Member Neuropathy Journey Stories: What's Yours?

It has been a 4 year journey filled with troubleshooting and misfires before landing on my new normal of Small Fiber Polyneuropathy. I joined Mayo Connect 1year ago because I was lost and needed support of others who understand my doubts, fears and were experiencing similar diagnosis.

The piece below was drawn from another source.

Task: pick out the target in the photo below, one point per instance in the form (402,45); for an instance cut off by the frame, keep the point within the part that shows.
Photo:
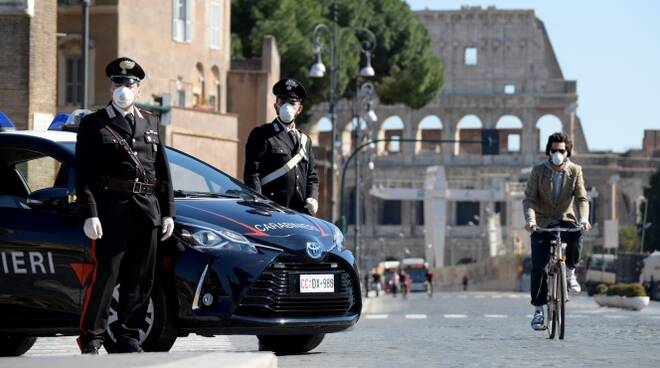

My downfall began August of 2016 (age 46). I had unusual neck and head pain from painting. My PCP sent me to physical therapy, no relief after 1 month. On to acupuncture for 2 months, nothing. Xrays were of no value. Jan 2017 my MRI revealed 1 moderate cervical herniated disc and 2 bulging discs. Ah hah, the answer! Wrong. 2 spine surgeons agreed surgery was not the answer and sent me to Pain Management. I was diagnosed with occipital neuralgia and cervical spondylosis. I worked with 2 different Drs because the first PM Dr. could only provide help to my neck while my head needed help too. This resulted in a total of 4 cervical and occipital nerve blocks as diagnostic tests (these are preliminary to Radio Frequency Ablations). From that point, July 2017 through January 2019 I received 10 Radio Frequency Ablations on my neck and head. Burning off the nerves provided initial relief but, eventually petered out. I so badly wanted to be cured and get back to work. I kept receiving these intrusive procedures and they became physically harder to take.
I developed Neuritis which felt like fire works in my neck and my shoulders now were becoming decrepit. I lost ability to use my arms and shoulders properly. I believe (and so does my neurologist) that these ablations were having repercussions on my body and causing nerve damage. I was prescribed short term Gabapentin eventually followed by Lyrica and a few round and rounds between the 2 drugs due to insurance coverage.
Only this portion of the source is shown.